Benchmarking for Automation

AI engineers must prioritize optimizing system performance, considering overall latency, solution quality, power consumption, and space utilization. Evaluating new AI algorithms often involves assessing their performance on standardized public benchmark problems.

Benchmarking is of crucial importance for the selection of the optimal HW resources given a specific AI application to be executed on a potential array of different computing resources and a set of user requirements and budget. In this case, both AI experts and new adopters might struggle to find what is the HW most suited to their specific needs (and possibly the configuration of the algorithm itself).

Importance of Benchmarking

Benchmarks provide crucial insights into how well an algorithm performs on specific systems. This is especially true given current system variability, as AI algorithms deployed on different systems exhibit varied performance, making it essential to test across multiple heterogeneous platforms.
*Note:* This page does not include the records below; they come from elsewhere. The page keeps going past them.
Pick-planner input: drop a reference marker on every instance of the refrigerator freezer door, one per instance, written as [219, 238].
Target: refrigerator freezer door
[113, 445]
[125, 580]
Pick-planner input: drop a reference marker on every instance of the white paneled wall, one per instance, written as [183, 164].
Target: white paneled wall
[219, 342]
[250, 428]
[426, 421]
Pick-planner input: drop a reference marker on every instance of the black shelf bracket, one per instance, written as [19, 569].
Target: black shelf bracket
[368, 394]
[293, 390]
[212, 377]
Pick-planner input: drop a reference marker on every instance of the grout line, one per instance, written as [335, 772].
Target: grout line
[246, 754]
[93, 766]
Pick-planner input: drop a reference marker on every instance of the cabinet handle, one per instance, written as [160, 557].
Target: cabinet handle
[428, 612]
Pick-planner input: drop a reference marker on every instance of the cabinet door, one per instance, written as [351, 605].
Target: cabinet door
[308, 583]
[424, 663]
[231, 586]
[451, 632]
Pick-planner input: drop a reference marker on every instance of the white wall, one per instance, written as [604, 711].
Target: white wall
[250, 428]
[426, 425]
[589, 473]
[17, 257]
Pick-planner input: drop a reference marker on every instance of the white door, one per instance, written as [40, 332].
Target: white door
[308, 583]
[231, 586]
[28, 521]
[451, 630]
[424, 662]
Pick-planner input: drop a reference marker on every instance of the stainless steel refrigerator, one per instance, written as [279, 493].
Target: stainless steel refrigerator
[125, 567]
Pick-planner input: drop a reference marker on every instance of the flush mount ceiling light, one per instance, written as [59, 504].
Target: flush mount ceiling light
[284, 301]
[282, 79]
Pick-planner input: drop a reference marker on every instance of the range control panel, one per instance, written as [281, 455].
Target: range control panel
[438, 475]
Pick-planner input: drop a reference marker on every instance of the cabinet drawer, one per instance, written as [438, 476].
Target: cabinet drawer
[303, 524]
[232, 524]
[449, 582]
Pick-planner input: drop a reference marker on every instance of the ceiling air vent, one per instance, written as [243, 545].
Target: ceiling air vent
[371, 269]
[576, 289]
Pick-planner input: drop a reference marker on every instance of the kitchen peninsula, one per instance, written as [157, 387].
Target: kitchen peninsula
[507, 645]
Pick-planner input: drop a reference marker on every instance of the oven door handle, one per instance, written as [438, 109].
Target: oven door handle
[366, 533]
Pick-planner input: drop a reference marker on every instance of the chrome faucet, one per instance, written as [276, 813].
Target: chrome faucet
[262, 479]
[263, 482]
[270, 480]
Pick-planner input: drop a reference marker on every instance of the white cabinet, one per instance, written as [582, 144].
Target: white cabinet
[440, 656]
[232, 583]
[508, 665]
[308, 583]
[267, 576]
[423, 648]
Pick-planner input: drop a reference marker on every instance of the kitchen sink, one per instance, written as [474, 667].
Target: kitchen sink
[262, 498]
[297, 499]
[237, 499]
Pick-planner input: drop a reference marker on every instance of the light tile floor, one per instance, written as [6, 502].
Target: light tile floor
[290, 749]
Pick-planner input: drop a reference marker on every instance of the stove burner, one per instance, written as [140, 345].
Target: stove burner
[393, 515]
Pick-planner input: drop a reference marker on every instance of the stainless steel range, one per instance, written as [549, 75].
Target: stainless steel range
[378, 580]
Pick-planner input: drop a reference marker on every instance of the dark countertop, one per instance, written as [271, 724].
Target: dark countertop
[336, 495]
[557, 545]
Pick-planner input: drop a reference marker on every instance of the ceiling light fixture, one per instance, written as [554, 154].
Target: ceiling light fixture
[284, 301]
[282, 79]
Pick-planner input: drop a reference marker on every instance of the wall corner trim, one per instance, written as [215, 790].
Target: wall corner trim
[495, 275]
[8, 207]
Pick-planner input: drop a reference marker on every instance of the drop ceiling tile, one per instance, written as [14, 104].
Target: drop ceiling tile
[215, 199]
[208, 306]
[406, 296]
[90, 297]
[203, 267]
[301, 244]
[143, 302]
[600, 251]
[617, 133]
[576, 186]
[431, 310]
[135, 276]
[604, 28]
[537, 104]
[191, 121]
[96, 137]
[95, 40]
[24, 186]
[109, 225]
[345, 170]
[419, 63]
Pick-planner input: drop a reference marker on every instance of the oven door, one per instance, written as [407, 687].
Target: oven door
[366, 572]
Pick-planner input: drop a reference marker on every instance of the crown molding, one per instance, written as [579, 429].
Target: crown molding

Challenges in AI Adoption

Uncertain Performance: Potential adopters face uncertainty due to performance data being limited to specific public benchmarks and hardware platforms.
Comprehensive Evaluation: Understanding an AI application’s behavior across different systems is vital for informed decision-making.

Automated Matching of an AI Asset to Hardware Resources

We assume to have a AI asset (algorithm, data-centric model, pipeline, etc.) that needs to be matched to the optimal hardware (HW) resources.

Automated HW Matching Workflow

The steps to implement a potential automated routine for HW matching are:

The asset is benchmarked on a variety of HW devices and with a variety of hyperparameters combinations.
The benchmark results are used to characterise behaviour of a given AI asset under different configurations and the resulting data set is used to train ML models that learn this behaviour.
The requirements of the user (e.g., budget, asset’s performance, etc) are matched with a most suitable HW platform, and benchmarks, so that expected behaviour of the AI asset is chosen (this selection can happen via guidelines or more automated processes, such as casting it as an optimization problem)